U.S. Marine lean on a .50-caliber manchine gun in Northern Iraq as they wait for their convoy to depart in April 1991. (USMC/public domain)
House to put down zombie AUMFs today

But an authorization for military conflict in Africa just won’t die as lawmakers move to renew a controversial counter-terror program, too.

Following the June 17 vote to repeal the 2002 resolution authorizing the use of force in Iraq in 2003, the House is doing a bit more cleaning, sweeping out other “zombie laws” on the books that have authorized such militarism in the Middle East for 30 years — and more. 

Today, under a suspension of the rules — meaning no amendments — the chamber is expected to pass a measure led by Rep. Peter Meijer (R-Mich.) to repeal a Cold War era law on the books that found “the preservation of the independence and integrity of the nations of the Middle East vital to the national interest and world peace.”

This law — codified in section 1962 of Title 22 of the U.S. Code — has authorized  the President since 1957 “to use armed forces to assist any such nation or group of such nations requesting assistance against armed aggression from any country controlled by international communism … consonant with the treaty obligations of the United States and with the Constitution of the United States.”  The short law also authorized the executive branch to provide military assistance to any nations of the greater Middle East who want it.

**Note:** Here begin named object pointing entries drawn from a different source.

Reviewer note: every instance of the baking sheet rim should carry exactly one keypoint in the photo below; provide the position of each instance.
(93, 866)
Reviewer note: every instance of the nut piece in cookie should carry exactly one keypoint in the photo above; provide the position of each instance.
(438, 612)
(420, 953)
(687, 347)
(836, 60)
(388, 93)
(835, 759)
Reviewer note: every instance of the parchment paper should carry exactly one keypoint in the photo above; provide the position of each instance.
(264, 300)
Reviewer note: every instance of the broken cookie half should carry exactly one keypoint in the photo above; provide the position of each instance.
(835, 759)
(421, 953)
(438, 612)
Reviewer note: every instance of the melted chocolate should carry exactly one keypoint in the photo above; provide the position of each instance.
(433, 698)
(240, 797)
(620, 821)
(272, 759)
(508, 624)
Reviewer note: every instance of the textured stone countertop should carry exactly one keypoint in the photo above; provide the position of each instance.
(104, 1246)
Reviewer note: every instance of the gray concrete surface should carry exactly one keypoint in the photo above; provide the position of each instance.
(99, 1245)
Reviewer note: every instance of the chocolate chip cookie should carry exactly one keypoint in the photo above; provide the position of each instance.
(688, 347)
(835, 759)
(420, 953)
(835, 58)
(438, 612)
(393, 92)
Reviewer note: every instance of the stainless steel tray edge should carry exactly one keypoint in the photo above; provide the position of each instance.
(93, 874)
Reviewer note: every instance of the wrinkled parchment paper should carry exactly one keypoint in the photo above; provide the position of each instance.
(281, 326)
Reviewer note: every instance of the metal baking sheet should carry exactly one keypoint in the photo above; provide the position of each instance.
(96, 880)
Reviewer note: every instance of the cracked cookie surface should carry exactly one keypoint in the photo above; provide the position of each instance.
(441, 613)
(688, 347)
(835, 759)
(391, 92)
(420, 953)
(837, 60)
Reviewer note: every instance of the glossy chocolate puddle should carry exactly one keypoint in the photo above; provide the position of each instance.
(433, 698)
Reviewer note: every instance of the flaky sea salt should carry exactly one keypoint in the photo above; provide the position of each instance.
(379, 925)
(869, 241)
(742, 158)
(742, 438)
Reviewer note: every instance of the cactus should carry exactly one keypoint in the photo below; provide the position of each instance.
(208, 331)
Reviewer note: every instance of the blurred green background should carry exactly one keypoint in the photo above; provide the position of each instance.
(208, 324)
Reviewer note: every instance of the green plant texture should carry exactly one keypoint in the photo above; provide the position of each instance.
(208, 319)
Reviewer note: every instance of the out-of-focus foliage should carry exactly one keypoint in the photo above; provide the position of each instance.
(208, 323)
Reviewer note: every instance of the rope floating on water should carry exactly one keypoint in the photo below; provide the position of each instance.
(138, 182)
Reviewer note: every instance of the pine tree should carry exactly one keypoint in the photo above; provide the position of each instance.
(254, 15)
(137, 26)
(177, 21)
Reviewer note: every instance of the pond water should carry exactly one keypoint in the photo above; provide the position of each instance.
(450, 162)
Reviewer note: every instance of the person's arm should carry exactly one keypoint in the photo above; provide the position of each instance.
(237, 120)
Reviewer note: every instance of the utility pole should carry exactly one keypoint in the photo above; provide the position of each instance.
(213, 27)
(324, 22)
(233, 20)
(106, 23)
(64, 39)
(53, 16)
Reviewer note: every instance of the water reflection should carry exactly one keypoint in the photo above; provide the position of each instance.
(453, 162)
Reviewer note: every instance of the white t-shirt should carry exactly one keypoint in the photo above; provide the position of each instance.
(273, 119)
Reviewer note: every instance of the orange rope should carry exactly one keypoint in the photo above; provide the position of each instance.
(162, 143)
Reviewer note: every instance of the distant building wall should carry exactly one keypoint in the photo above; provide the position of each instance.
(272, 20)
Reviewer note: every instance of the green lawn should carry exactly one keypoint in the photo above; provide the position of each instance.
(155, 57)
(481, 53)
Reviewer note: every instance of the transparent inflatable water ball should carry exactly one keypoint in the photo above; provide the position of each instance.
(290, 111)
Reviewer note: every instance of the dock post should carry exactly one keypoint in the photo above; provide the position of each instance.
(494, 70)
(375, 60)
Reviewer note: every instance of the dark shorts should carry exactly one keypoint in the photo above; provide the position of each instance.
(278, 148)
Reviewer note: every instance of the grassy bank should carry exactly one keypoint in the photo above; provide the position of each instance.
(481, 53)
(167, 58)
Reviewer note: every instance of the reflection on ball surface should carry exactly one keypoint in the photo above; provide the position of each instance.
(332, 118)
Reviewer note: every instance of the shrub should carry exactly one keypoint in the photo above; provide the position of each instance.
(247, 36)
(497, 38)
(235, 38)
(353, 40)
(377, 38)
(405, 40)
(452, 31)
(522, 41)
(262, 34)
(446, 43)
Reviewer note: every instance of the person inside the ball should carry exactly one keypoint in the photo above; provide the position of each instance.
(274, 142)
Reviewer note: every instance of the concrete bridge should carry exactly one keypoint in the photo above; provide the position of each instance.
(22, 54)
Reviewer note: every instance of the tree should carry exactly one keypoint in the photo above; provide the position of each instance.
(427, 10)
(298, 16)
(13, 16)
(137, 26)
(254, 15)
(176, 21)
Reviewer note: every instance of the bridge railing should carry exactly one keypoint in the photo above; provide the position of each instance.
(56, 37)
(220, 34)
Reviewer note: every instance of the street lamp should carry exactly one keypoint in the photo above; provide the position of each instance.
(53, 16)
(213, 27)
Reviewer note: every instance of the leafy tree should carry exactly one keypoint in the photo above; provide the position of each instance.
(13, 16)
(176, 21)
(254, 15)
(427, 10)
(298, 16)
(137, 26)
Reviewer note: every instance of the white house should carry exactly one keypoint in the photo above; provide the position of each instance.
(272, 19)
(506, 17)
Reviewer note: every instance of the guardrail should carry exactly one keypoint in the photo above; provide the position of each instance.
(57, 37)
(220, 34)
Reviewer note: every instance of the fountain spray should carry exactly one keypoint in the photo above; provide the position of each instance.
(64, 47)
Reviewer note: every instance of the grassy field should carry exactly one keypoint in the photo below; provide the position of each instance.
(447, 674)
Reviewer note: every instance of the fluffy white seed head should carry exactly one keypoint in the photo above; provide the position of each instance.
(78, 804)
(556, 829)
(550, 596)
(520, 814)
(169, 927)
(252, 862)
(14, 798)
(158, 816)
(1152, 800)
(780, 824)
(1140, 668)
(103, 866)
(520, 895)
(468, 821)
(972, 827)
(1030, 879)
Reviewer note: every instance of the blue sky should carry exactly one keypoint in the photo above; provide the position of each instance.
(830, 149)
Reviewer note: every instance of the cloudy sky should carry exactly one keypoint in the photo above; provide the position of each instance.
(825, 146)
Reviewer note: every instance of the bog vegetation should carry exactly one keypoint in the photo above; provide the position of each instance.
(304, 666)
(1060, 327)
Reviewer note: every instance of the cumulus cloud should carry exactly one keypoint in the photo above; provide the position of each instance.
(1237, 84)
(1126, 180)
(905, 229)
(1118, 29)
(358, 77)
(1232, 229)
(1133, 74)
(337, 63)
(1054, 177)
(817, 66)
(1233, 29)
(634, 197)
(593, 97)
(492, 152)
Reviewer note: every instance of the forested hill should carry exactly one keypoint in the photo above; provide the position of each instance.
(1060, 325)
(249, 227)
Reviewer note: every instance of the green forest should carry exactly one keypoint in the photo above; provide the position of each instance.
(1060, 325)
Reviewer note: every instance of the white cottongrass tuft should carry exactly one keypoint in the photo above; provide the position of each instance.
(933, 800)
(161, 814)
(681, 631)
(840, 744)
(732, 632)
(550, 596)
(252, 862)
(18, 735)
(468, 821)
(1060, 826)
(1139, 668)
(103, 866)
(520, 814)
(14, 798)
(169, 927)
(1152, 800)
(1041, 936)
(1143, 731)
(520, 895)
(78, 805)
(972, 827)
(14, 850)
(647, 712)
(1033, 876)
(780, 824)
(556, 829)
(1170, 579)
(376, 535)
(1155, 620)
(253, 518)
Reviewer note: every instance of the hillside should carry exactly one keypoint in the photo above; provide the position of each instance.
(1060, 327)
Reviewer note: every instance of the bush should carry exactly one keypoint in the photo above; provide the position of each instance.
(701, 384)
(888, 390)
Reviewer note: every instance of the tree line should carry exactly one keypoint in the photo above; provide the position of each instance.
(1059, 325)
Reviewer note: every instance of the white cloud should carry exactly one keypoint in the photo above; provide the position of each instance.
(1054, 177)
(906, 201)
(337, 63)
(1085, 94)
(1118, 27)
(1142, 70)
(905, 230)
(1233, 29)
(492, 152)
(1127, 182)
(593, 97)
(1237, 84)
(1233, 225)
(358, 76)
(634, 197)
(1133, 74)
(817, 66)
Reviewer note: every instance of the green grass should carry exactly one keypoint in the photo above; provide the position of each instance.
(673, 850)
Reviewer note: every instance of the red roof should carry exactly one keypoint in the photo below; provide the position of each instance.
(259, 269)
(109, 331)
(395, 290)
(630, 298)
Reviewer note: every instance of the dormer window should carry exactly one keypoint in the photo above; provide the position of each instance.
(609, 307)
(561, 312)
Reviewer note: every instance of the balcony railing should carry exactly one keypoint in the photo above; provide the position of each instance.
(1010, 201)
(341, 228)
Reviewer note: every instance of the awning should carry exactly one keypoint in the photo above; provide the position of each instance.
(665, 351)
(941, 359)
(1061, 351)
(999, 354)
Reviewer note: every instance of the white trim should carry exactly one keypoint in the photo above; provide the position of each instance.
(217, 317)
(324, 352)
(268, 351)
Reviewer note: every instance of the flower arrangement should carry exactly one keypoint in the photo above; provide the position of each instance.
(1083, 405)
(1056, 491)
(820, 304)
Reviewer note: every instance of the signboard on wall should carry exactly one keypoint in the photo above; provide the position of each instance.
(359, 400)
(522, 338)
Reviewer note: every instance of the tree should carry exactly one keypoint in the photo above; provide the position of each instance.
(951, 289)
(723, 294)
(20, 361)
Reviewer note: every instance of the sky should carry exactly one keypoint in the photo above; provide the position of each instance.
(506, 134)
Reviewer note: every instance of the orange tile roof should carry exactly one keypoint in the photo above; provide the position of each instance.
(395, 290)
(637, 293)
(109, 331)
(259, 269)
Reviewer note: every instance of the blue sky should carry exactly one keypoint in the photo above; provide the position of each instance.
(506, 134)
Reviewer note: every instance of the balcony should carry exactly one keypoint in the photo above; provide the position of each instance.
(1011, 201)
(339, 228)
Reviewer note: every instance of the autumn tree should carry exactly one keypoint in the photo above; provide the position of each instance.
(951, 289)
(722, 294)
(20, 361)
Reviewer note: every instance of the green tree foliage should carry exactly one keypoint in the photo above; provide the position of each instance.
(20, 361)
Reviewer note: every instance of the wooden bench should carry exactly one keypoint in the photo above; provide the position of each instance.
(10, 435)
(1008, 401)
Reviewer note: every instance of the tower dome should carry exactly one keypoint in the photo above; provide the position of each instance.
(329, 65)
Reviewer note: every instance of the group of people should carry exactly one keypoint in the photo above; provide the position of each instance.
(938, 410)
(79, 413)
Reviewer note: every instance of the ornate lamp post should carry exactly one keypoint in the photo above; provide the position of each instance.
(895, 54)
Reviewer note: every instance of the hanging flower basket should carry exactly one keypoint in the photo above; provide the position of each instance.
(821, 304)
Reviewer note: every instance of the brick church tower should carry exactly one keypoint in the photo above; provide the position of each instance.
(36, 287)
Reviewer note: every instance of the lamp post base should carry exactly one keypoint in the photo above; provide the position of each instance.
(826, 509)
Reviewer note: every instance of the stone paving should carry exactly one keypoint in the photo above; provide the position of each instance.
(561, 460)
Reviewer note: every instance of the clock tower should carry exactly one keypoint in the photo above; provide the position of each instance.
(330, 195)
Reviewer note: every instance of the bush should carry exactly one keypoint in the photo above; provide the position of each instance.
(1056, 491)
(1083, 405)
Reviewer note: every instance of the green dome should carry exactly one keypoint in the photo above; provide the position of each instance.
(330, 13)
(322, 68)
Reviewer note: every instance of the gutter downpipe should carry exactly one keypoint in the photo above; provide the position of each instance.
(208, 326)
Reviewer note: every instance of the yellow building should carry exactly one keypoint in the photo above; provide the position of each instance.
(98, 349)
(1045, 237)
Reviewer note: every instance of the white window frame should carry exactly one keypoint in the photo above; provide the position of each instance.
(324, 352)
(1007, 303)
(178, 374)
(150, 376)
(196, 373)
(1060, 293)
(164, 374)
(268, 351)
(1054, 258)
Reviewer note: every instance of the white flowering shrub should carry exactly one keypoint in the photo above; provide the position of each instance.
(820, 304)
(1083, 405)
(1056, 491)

In further House cleaning, a resolution led by Rep. Abigail Spanberger (D-Va.) will repeal Congress’ 1991 authorization for the U.S. military to wage war against Iraq over its invasion of Kuwait.  

The Heritage Foundation has been pressing for repeal of these old provisions. It feels odd to say this, but ‘well done!’

At the same time, however, Congress is also expected today to pass a measure to deepen U.S. efforts to counter politically motivated violence in the Sahel region of Africa. HR567 would make it the “policy of the United States to assist countries in North and West Africa, and other allies and partners active in those regions, in combating terrorism and violent extremism through a coordinated interagency approach.”  The U.S. has supposedly had a coordinated, interagency approach to combatting terrorism in this region for nearly two decades.  This move comes as the French are stepping away from their leadership of counter terror train and assist efforts in the region.